Все тут в лесу дышало уверенностью. И самый вид партизан, встретивших группу Маркова на лесной окраине. И беспрестанные оклики часовых, когда они шли по лесу. И задумчивый голос гармошки на базе, услышав который Марков в первую минуту не поверил своим ушам. И мерный стук движка, дающего свет. И мирно дымившая солдатская кухня, от которой веяло запахом подгорающей гречневой каши…
Они разговаривали с глазу на глаз. Марков рассказал о своем плане перехода в город.
– Без вашей помощи нам этого не сделать, – сказал он. – Да и совет нужен. А прежде всего я хотел бы знать ваше мнение: возможно ли это вообще?
– Сделать это можно, – ответил товарищ Алексей, но потом надолго замолчал, вороша рукой свои густые седые волосы. – Подготовить все надо не торопясь.

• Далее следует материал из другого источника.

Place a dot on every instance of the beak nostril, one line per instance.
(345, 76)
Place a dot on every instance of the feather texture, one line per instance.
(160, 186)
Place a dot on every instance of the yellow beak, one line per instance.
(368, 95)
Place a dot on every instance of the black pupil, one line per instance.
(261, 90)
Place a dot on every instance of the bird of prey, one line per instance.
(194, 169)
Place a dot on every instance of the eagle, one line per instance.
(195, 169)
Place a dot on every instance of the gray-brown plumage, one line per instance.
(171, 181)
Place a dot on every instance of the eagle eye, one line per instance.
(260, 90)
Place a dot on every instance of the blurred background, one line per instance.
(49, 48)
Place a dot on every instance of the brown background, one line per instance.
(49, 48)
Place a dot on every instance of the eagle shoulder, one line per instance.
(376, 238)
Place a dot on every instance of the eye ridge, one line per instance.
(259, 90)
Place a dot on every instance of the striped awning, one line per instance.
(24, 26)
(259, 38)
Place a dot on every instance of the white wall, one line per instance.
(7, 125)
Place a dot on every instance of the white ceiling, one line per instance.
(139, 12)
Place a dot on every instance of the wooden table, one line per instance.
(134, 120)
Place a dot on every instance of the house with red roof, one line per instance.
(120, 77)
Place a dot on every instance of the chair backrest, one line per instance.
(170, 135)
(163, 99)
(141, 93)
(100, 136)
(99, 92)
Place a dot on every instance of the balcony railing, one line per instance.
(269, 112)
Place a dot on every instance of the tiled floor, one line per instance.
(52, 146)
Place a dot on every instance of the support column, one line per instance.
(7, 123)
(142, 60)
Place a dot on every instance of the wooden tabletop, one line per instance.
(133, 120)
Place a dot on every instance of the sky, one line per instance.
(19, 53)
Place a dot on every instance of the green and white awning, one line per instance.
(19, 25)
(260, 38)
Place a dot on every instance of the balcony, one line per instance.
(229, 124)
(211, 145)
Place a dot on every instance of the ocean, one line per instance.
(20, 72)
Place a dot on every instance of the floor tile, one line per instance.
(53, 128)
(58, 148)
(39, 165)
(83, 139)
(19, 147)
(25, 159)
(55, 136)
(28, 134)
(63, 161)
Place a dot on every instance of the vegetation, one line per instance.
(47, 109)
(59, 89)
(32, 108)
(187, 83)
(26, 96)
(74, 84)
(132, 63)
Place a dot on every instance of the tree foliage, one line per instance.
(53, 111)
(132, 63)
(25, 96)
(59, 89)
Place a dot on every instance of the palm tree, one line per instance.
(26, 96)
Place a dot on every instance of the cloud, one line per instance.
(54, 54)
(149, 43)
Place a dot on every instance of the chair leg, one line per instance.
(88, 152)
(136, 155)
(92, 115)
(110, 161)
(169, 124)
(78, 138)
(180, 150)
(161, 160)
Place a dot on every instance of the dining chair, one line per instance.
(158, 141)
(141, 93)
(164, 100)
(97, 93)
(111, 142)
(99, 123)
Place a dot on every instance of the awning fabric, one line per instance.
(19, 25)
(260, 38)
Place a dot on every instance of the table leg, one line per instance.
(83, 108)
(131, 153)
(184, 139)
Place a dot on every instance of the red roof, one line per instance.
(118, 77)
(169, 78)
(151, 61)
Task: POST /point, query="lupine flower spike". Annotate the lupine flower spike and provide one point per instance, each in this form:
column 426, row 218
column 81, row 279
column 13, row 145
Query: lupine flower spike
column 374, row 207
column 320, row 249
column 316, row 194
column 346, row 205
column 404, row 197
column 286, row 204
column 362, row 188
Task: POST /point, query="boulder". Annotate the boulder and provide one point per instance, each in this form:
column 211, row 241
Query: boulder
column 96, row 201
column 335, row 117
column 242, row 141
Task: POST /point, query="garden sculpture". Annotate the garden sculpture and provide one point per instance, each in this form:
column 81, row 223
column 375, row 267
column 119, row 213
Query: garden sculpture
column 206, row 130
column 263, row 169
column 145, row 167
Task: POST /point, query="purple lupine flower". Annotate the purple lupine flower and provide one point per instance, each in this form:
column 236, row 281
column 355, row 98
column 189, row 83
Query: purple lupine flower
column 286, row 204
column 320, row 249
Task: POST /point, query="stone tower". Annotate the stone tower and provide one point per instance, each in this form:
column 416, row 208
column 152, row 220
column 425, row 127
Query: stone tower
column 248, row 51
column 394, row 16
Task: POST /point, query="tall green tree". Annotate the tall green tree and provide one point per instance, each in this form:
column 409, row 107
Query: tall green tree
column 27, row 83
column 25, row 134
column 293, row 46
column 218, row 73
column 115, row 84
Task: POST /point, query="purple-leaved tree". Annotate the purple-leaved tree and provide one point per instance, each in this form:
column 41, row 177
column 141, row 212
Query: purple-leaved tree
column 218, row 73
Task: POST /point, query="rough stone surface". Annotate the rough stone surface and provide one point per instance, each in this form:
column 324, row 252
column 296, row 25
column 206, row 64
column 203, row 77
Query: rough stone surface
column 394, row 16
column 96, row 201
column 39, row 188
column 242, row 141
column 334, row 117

Речь-то идет, как я понимаю, не об одном человеке.
– Что касается группы бойцов, которую я беру с собой, – продолжал Марков, – положение облегчается тем, что у одного из бойцов в городе живет сестра, она имеет домик на окраине. Брат к ней уже наведывался, говорит, все в порядке. Там спокойно можно определить несколько человек.
– Мы должны проверить сами… – Записав адрес, товарищ Алексей спросил: – Какой срок вы себе назначили для перехода?
– В течение месяца, – ответил Марков, хотя до этого думал о более коротком сроке.
– Ну что ж, за месяц мы успеем, – соображая что-то, сказал товарищ Алексеей.
– А раньше не выйдет? – не вытерпел Марков.
– Действовать наобум и напролом мы могли, когда начиналась борьба. А теперь обязаны действовать только наверняка. Месяц, не меньше, и тогда мы отвечаем за все обеспечение вашего перехода в город.
Обсудив детали перехода, они продолжали разговор.
– Очень меня беспокоит гестаповская обработка городской молодежи, – сказал товарищ Алексей. – Мы благодарны вашим товарищам за передачу нам адресов боевых и надежных ребят. Они уже действуют по нашим указаниям. Но угроза создания из ребят карательного отряда не устранена. По нашим данным, почти сотня ребят попала в это дело.
– Кравцову приказано сделать все для срыва этой затеи гестапо, – сказал Марков.
– Выполнить такой приказ нелегко… – Товарищ Алексей помолчал и спросил: – Вы знаете, что вблизи города находится штаб и подсобные хозяйства генерала-предателя Власова?
– Знаю.
– Случайно, вашего человека там нет?
– Есть. Только недавно направлен.
– Он такой рыжеватый парень? – спросил товарищ Алексей.
– Да, – ответил Марков, понимая, что речь идет о Добрынине.
– Значит, верно. Я тоже послал туда своих людей. И они натолкнулись на вашего парня. Почему-то они сразу догадались, что он от вас. Это меня встревожило. Посоветуйте-ка ему вести себя потоньше.
– Хорошо. Спасибо, – рассеянно произнес Марков и спросил: – А может, отозвать его оттуда, чтобы он не мешал вашим?
– Не надо, – возразил товарищ Алексей. – Дело в том, что моим людям закрепиться там не удалось, а ваш вроде уже прирос. Пусть только потоньше действует. – Товарищ Алексей посмотрел на часы. – Ну а сегодня у нас большой праздник. Принимаем первый самолет с Большой земли. Идемте встретим.
Посадочная площадка была приготовлена на лугу, примыкающем к лесу. Из кромешной тьмы то и дело появлялись какие-то люди, которые, узнав товарища Алексея, здоровались с ним и исчезали.
– Привет товарищу Алексею! – перед ними возник, бородатый дядька громадного роста.
– А-а! Начальник аэродрома. – Товарищ Алексей протянул ему руку. – Здорово! Как дела?
– Порядок. Костры разложены, находятся в минутной готовности. Посты наблюдения на месте.
– Охрана выставлена?
– Мышь не пролезет.
– Мышь – ладно, а немец? – рассмеялся товарищ Алексей. – Раненые где?
– Вон там, в кусточках.
Секретарь обкома и Марков прошли к раненым. В темноте белели бинты повязок.
– Как настроение, товарищи?
– Плохое, – последовал ответ из-под куста. – Зачем нас отправляют? Ну, кто тяжелый – ладно. А мы-то через неделю-другую в операцию пошли бы.